On Monday, April 15th, the Raymond community met to discuss the preliminary report of the Age-Friendly Raymond Survey. This survey was conducted by Saint Joseph’s College Professor John Keneally and the students in his marketing research class. The purpose of the survey was to collect the opinions of residents on factors relating to livability in Raymond. The class performed qualitative and quantitative analysis on the research results, and the final results will be presented at a future meeting.
Part of the preliminary results included the specific groupings of data, as well as an overview of the methodology. The survey was split into two age groups, those who were sixty-five and older, and those who were sixty-four and younger. The older group indicated a stronger reaction towards most of the survey, but there were two outliers. Questions about Raymond’s caregiver support and access to information regarding financial support evoked a stronger reaction from the younger age group.

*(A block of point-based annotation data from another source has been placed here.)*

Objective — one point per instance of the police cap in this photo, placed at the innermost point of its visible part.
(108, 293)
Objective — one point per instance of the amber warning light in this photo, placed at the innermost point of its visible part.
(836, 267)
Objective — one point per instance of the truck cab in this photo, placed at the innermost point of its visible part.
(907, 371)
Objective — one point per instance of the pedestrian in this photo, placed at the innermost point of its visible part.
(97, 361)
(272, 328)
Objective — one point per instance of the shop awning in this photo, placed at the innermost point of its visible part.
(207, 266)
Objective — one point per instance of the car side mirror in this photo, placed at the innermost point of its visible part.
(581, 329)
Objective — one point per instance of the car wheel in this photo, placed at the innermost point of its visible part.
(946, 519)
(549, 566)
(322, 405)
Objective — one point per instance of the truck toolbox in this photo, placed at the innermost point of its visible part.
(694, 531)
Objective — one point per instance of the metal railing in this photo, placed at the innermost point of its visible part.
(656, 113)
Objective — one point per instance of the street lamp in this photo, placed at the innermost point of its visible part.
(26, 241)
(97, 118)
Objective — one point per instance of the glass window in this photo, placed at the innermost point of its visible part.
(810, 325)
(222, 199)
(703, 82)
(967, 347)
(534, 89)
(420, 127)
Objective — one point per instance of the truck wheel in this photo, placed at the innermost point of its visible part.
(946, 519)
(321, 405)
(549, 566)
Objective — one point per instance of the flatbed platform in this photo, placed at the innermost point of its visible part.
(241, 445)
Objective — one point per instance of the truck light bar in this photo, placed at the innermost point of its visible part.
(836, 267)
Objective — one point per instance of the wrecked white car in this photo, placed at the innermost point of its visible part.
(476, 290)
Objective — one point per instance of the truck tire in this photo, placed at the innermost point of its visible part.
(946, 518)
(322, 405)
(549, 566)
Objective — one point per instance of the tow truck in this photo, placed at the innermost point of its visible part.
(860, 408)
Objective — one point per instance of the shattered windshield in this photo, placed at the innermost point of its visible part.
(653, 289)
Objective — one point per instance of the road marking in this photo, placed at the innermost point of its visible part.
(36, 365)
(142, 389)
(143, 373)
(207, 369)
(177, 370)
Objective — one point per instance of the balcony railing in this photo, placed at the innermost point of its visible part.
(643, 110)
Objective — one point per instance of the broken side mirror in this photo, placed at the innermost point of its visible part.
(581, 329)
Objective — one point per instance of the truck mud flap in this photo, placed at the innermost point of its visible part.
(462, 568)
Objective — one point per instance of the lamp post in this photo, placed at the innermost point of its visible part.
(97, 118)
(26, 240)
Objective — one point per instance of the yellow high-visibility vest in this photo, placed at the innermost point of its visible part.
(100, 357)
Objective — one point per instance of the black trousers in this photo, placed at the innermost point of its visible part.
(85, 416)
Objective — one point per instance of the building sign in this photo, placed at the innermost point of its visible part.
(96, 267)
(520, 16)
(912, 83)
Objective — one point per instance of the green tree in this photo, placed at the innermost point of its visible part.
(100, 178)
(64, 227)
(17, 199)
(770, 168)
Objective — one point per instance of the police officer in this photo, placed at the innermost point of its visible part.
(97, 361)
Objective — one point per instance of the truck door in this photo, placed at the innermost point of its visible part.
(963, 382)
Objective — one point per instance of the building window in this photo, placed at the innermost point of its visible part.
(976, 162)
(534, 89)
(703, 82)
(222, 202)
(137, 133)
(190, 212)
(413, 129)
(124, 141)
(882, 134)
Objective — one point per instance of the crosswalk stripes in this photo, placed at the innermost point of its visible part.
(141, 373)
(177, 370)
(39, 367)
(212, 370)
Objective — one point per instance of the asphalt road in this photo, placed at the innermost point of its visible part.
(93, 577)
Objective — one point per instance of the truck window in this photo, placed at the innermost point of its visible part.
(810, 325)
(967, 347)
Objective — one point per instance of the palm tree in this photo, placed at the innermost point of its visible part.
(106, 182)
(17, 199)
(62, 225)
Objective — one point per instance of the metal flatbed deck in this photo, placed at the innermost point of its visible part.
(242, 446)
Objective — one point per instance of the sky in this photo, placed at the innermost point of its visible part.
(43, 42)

For caregiver support, the younger group may be looking for a program that will support their aging family members by making sure that it will be satisfactory in the future. As for financial support, the younger generation is looking for information on how to plan for retirement, buy housing, and paying debts, most of which is already taken care of for the older group.
Questions on topics such as whether or not residents’ homes will be suitable to age in and being able to take part in more social opportunities in/around Raymond showed positive response rates. When asked about the current social opportunities in Raymond, the responses were more bell-shaped, with most of the data voting neutral. Questions about available health and wellness options for older people and information about services and resources produced a middle majority.
For the average number of people in a household, the survey results divided into three groups: one, two, and three or more. Based on these groupings, the students in the marketing research class concluded that the two-person group had the strongest opinions about Raymond and made up more than half of the applicants. For the open-ended section, the Raymond residents talked the most about the buildings, and cited the library as one of the strengths of the community, alongside education. Talk of a community center for activities was also suggested as a possible opportunity. Public transportation was another highlight, with affordability being key.
Overall, the recipients of the survey felt that aging in place and transportation were of primary importance. Having social/recreational events as well as in-home assistance options were also seen as very important. Based on the preliminary results, the class is looking for actions to make Raymond more age-friendly and ideas to survey again in the future.